Toutefois, la récente mise en détention d'un journaliste a interpellé et inquiété tous les observateurs de la scène marocaine. Le journaliste Ali Anouzla a été arrêté au Maroc le 17 septembre 2013 pour la publication d'un lien internet renvoyant vers une vidéo d'Al-Qaida au Maghreb Islamique. Les charges retenues contre ce journaliste seraient notamment, « l'apologie du terrorisme » et « l'incitation au terrorisme ».
De sa prison - il est désormais libéré -, il a lancé un message dans lequel il clamait son innocence et réfutait toutes les accusations, réclamant un procès équitable, conformément non pas aux lois anti-terrorisme, mais au Code de la presse. Dans le même communiqué, il ajoutait qu'en tant que journaliste, sa volonté était de « défendre un certain nombre de valeurs chères à son pays, dont la liberté ».
Au nom des droits de l'homme et de la liberté de la presse, et vu les relations étroites qui existent entre la Belgique et le Maroc, notamment à travers la population belge d'origine marocaine, pouvez-vous vous engager, monsieur le vice-premier ministre, à exprimer auprès des autorités marocaines la préoccupation de la Belgique concernant cette affaire - les charges restent maintenues à l'encontre de ce journaliste - et à formuler auprès de son homologue marocain le voeu que les poursuites s'éteignent.
Pourriez-vous aussi nous dire si vous entendez porter ce dossier devant les instances de coopération bilatérales idoines, notamment au niveau européen, et solliciter le soutien des institutions européennes ? En effet, au-delà du cas d'Ali Anouzla, d'autres enjeux se profilent en matière de liberté de la presse.

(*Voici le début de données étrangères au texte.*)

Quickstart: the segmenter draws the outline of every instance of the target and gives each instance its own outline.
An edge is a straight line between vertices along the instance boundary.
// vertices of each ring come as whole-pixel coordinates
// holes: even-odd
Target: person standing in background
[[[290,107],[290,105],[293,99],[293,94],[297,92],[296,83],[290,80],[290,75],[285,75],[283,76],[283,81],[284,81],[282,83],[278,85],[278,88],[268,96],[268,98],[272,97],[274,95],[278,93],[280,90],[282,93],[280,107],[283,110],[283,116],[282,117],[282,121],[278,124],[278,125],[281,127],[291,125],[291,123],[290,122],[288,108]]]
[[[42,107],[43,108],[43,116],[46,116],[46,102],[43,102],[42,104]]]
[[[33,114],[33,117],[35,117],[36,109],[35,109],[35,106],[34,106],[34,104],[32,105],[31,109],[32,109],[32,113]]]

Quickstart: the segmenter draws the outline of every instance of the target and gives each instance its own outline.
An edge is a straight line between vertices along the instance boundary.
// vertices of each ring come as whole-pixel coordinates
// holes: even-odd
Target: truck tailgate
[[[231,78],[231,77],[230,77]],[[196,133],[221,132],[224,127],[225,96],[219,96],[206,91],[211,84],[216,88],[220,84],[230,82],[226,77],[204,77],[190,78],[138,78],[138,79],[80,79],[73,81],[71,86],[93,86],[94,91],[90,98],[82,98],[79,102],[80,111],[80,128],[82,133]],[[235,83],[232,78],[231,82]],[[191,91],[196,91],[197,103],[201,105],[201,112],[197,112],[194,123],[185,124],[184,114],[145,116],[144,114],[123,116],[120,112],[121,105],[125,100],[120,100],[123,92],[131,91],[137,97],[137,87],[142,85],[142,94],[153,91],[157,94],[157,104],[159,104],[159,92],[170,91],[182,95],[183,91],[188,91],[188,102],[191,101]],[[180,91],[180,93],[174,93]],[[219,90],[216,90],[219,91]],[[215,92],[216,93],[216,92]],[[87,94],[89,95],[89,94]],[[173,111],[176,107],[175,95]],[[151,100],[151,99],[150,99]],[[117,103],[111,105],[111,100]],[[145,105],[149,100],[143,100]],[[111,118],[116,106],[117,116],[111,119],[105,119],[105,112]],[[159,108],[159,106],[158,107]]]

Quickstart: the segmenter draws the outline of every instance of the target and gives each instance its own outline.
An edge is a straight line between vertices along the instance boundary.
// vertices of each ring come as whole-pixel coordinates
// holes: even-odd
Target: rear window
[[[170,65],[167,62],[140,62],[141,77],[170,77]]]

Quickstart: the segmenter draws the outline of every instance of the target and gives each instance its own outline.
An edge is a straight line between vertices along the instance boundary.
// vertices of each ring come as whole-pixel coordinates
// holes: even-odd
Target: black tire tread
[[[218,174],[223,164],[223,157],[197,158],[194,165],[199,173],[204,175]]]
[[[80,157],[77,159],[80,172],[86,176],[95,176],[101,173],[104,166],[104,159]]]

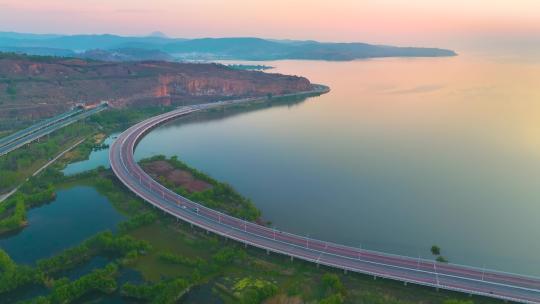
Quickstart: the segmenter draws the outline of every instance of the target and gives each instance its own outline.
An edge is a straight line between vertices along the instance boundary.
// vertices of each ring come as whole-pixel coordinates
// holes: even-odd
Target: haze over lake
[[[426,258],[437,244],[451,262],[540,275],[539,61],[264,64],[332,91],[178,120],[137,158],[178,155],[278,229]]]

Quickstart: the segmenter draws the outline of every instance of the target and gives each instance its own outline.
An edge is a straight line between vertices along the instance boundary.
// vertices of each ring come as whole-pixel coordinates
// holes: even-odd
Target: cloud
[[[150,14],[150,13],[159,13],[159,12],[162,12],[162,10],[126,8],[126,9],[117,9],[114,12],[117,14]]]
[[[417,94],[417,93],[429,93],[438,91],[440,89],[444,88],[444,85],[441,84],[431,84],[431,85],[422,85],[417,86],[409,89],[401,89],[401,90],[391,90],[387,91],[387,94]]]

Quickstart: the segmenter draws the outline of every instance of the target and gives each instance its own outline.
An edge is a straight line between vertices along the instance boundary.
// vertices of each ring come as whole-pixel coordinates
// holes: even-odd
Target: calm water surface
[[[103,141],[103,144],[112,145],[117,136],[118,134],[110,135]],[[110,168],[111,165],[109,164],[109,148],[92,151],[90,153],[90,156],[88,156],[88,159],[68,164],[62,172],[65,175],[69,176],[93,170],[99,166]]]
[[[462,55],[278,61],[332,92],[197,115],[136,156],[178,155],[279,229],[540,275],[540,65]]]
[[[0,239],[0,248],[23,264],[51,257],[100,231],[114,231],[124,220],[106,197],[87,186],[57,191],[53,202],[30,209],[27,217],[28,227]]]

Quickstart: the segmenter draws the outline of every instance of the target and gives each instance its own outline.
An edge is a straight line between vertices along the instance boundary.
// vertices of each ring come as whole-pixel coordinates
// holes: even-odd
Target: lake
[[[104,145],[110,146],[118,137],[117,133],[114,133],[103,141]],[[99,166],[104,168],[110,168],[109,164],[109,148],[103,148],[96,151],[90,152],[88,159],[81,160],[78,162],[70,163],[62,170],[64,175],[70,176],[85,171],[96,169]]]
[[[115,231],[125,217],[96,189],[74,186],[58,190],[50,204],[28,210],[27,219],[28,227],[0,239],[0,248],[22,264],[56,255],[98,232]]]
[[[145,137],[253,199],[278,229],[540,275],[540,64],[507,58],[265,62],[332,91],[197,114]]]

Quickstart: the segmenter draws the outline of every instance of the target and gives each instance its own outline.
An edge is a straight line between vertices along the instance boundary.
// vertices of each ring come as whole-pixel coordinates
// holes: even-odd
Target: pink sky
[[[0,30],[438,45],[540,37],[538,0],[0,0]]]

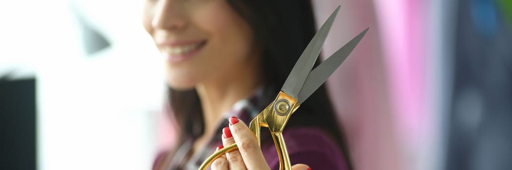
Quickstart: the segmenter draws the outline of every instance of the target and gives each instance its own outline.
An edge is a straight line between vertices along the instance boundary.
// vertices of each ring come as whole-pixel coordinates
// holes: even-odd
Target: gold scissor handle
[[[254,137],[261,146],[260,128],[268,128],[274,139],[274,144],[278,150],[279,157],[280,169],[291,169],[290,156],[286,149],[286,143],[283,137],[283,130],[288,123],[290,116],[298,108],[300,105],[296,99],[283,91],[279,92],[278,97],[272,103],[254,117],[249,124],[249,128],[254,134]],[[199,167],[200,170],[206,169],[216,159],[224,154],[237,150],[236,143],[227,145],[216,151],[203,162]]]

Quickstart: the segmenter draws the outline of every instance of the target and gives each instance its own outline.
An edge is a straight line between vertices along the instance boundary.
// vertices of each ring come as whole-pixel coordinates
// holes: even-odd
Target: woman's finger
[[[248,169],[270,169],[261,149],[249,128],[236,117],[229,118],[229,129]]]
[[[311,168],[309,166],[299,163],[291,166],[291,170],[311,170]]]
[[[223,148],[224,148],[224,146],[220,145],[217,147],[216,151],[219,151]],[[222,155],[219,158],[214,160],[214,162],[211,163],[211,170],[227,170],[229,169],[228,167],[227,160],[226,159],[225,155]]]
[[[224,147],[234,143],[234,139],[231,135],[231,131],[229,127],[225,127],[222,129],[222,144]],[[246,169],[245,164],[244,163],[244,159],[242,158],[240,152],[238,150],[229,152],[226,154],[226,158],[227,160],[228,166],[229,169]]]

M. Didier Reynders, vice-premier ministre et ministre des Affaires étrangères, du Commerce extérieur et des Affaires européennes. - Mes services suivent avec attention les développements relatifs au cas que vous mentionnez. L'arrestation de M. Ali Anouzla, le 17 septembre dernier, a été condamnée par de nombreuses organisations marocaines et internationales de défense des droits de l'homme. Bien que M. Anouzla ait entre-temps été libéré, le 25 octobre dernier, il reste inculpé pour « aide matérielle, apologie et incitation au terrorisme ».
Ce dossier est également suivi de près par l'Union européenne. La délégation de l'Union européenne à Rabat et les ambassades de plusieurs États membres de l'Union ont eu plus d'un contact avec les autorités marocaines au sujet du cas Anouzla.
D'une manière plus générale, les questions relatives aux droits de l'homme sont régulièrement abordées avec les autorités marocaines sur le plan bilatéral ainsi que dans les forums multilatéraux. Bien que la liberté de presse soit garantie par les articles 25 et 28 de la nouvelle Constitution, les atteintes à ce droit seraient en augmentation au Maroc, selon un rapport publié par Reporters sans frontières, en octobre 2012.
Même s'il n'est pas correct de parler d'un climat général d'intimidation, certains sujets, comme le terrorisme, restent particulièrement sensibles au Maroc. Cette sensibilité peut conduire à des tensions entre le respect de la liberté de la presse, d'une part, et ce qui est considéré par les autorités marocaines comme la défense de l'intérêt général, d'autre part. Il est à noter qu'un nouveau Code de la presse qui supprime les peines de prison pour les délits de presse est en cours d'élaboration.
La Belgique, à l'instar de l'Union européenne, soutient le Maroc dans ses efforts d'approfondissement et de consolidation de la démocratie et ce, entre autres, à travers un dialogue ouvert et constructif, notamment sur les questions liées aux droits de l'homme et aux libertés fondamentales.
J'ai souvent l'occasion de dire que le printemps arabe se déroule différemment selon les États. Il n'existe pas deux situations identiques. Au Maroc, la transition peut paraître lente. Toutefois, nous la soutenons, mais nous tenons aussi à dénoncer les dérives quand elles se produisent. Nous suivons ce cas attentivement, y compris en collaboration avec les instances européennes.
M. Hassan Bousetta (PS). - Monsieur le vice-premier ministre, je vous remercie pour cette réponse qui répond à mes attentes.
Je rappelle que les charges contre M. Anouzla ne sont pas éteintes et qu'il est toujours poursuivi par les autorités judiciaires marocaines. Il conviendra de rester attentifs et j'apprécie que vous vous y soyez engagé.
Notre pays a développé avec le Maroc des relations d'amitié, mais celles-ci imposent que nous ayons un dialogue sincère et très franc, notamment sur ces questions qui font mal.
En ce qui concerne la liberté de la presse, la problématique que pose le cas Anouzla, à savoir l'incarcération d'un journaliste, ne s'était plus présentée depuis longtemps au Maroc. Cependant, il faut également se montrer vigilants aux autres formes de pression exercées sur le monde des médias - je pense aux pressions économiques imposées à certaines publications.